NATO zirvesini beklerken…
Kuzey Atlantik İttifakı’nın tarihi zirvelerinden biri gelecek hafta Madrid’de gerçekleşecek. Başka konuların yanısıra 29-30 Haziran tarihleri arasında NATO bir kez daha genişlemeyi, iki yeni üyeyi bünyesine katmayı tartışacak. Ama muhtemelen karar değil niyet beyanı ortaya çıkacak.
İsveç, Finlandiya ve hatta Rusya’dan çok genişlemeyi frenleyen Türkiye konuşulacak. Türkiye direnecek, İsveç ve Finlandiya’dan değişim talebini sürdürecek, olasıdır ki başta Amerika olmak üzere diğer müttefiklerinden de çeşitli konularda politika değişikliği talep edecek.
Uzlaşma teorik olarak hala mümkün. İsveç ve Finlandiya’nın bıraktığı açığı isterlerse ittifakın diğer üyeleri kapatabilir. Mesela Amerika Suriye’de belli gruplara sağladığı destek ya da askeri teknolojinin transferi gibi konularda alacağı kararlarla kolaylaştırıcılık rolü üstlenebilir.
Müstakbel müttefiklerinden önce şimdikiler Ankara’nın güvenlik endişelerine cevap üretebilir. Unutmayalım ki Türkiye’nin amacı ittifakın genişlemesini durdurmak değil. Genişlemeyi koz olarak kullanıyor, direnerek beklentilerinin en azından bir kısmını gerçekleştirmeyi hedefliyor.
Umarız müttefikleri Türkiye’nin taleplerini iç siyaseti üstünden okuma huyundan vazgeçip pazarlık etmeleri, konuşmaları, pozisyonlarından taviz vermeleri şart olan bir durum olarak görürler.
Baskıyla bir yere varamadıklarını idrak ederler de NATO’nun önüne çıkan bu tarihi fırsat değerlendirilir. Biri on yıllardır, diğeri de neredeyse yüzyıllardır tarafsızlığı benimsemiş olan bu iki ülkenin ittifaka çok geç olmadan katılması sağlanır.
Çünkü gecikme onlar için de Avrupa barışı için de istikrarsızlık anlamına gelecektir. İsveç ve Finlandiya’nın değişen askeri ve siyasi statüleri geçiş süreci uzadıkça Rusya için akışını etkileyebileceği bir siyaset alanına dönüşecektir. Bu ülkelerdeki ve dünyadaki güvenlik algısını değiştirici imkanların ortaya çıkmasına ve tabii ki kullanılmasına yol açacaktır.

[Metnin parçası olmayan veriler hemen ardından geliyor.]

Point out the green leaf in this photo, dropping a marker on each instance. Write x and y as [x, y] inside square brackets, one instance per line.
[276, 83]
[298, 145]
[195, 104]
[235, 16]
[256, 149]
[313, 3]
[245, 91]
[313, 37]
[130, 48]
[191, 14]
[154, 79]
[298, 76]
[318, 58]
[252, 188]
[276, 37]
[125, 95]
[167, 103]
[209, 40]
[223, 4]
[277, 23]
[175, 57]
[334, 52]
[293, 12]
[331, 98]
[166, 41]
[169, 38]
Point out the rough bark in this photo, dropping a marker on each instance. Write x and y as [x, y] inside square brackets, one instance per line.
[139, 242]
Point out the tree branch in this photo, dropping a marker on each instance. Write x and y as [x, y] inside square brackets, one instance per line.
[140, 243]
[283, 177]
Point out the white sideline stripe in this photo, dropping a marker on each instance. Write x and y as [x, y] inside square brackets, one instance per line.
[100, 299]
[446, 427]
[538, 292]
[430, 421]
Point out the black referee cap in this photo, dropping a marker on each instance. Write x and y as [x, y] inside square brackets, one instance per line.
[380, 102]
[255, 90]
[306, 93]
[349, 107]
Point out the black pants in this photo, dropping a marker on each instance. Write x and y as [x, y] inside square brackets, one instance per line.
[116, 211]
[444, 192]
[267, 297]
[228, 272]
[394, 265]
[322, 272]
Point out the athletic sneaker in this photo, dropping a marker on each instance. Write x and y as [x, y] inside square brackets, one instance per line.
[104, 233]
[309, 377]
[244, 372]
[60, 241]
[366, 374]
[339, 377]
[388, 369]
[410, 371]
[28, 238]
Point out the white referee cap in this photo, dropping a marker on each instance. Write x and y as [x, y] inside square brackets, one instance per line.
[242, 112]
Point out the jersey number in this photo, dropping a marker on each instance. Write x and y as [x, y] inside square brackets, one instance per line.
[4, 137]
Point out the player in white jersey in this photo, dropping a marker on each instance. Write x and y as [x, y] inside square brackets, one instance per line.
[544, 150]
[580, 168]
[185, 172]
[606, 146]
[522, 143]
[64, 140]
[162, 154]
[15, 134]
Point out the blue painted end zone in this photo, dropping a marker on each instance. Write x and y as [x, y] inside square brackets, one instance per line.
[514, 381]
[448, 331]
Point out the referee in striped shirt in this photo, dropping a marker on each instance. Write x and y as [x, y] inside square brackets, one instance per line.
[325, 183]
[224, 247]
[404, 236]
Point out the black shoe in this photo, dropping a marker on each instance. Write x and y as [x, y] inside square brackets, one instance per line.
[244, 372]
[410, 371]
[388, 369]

Amerika’nın Türkiye’ye vereceği hiç bir “taviz” kurucusu ve kurgulayıcısı olduğu ittifakın genişlemesiyle elde edecekleriyle karşılaştırılamaz. Kaldı ki verecekleri hiç bir şey de taviz olarak adlandırılamaz. Yapacakları nihayetinde hatalarının tamiri, Türkiye’nin ittifakın bünyesine ve ruhuna daha güçlü bir şekilde katılmasının sağlanması olacaktır.
Askeri acıdan güçlü, güvenlik endişeleri tatmin edilmiş bir Türkiye ittifakın caydırıcılığına daha çok katkıda bulunabilecek, Rusya ile geliştirdiği özel ilişkilerini daha farklı bir düzeye taşıyabilecek, bu ülkeye olan bağımlılığını azlatmayı daha ciddi şekilde düşünebilecektir.
Amerika başta olmak üzere belli başlı müttefiklerimizin anlaması gereken Türkiye’nin İsrail ve Körfez ülkeleriyle geliştirdiği yeni işbirliği modellerinin bölgesel ihtiraslarını törpülediği anlamına geldiğidir.
Türkiye artık bölgesini yeniden dizayn etmek isteyen bir aktör, dolayısıyla da Amerika’nın çıkarları açısından tehdit değildir. Meşru güvenlik endişelerini ve kazanımlarını korumaya, stratejik otonomisini sürdürmeye çalışan bir devlettir.
Evet, demokrasisi, insan hakları ve ekonomisi sorunludur. Siyasi üslubu tartışmalıdır. Fakat aynı zamanda coğrafyası, tarihi ve daha pek çok özelliğiyle bundan önce olduğu gibi bundan sonra da dünya siyasetinde etkileyici roller oynamaya adaydır. Teker teker sorunları potansiyelinin önüne geçirilmemelidir.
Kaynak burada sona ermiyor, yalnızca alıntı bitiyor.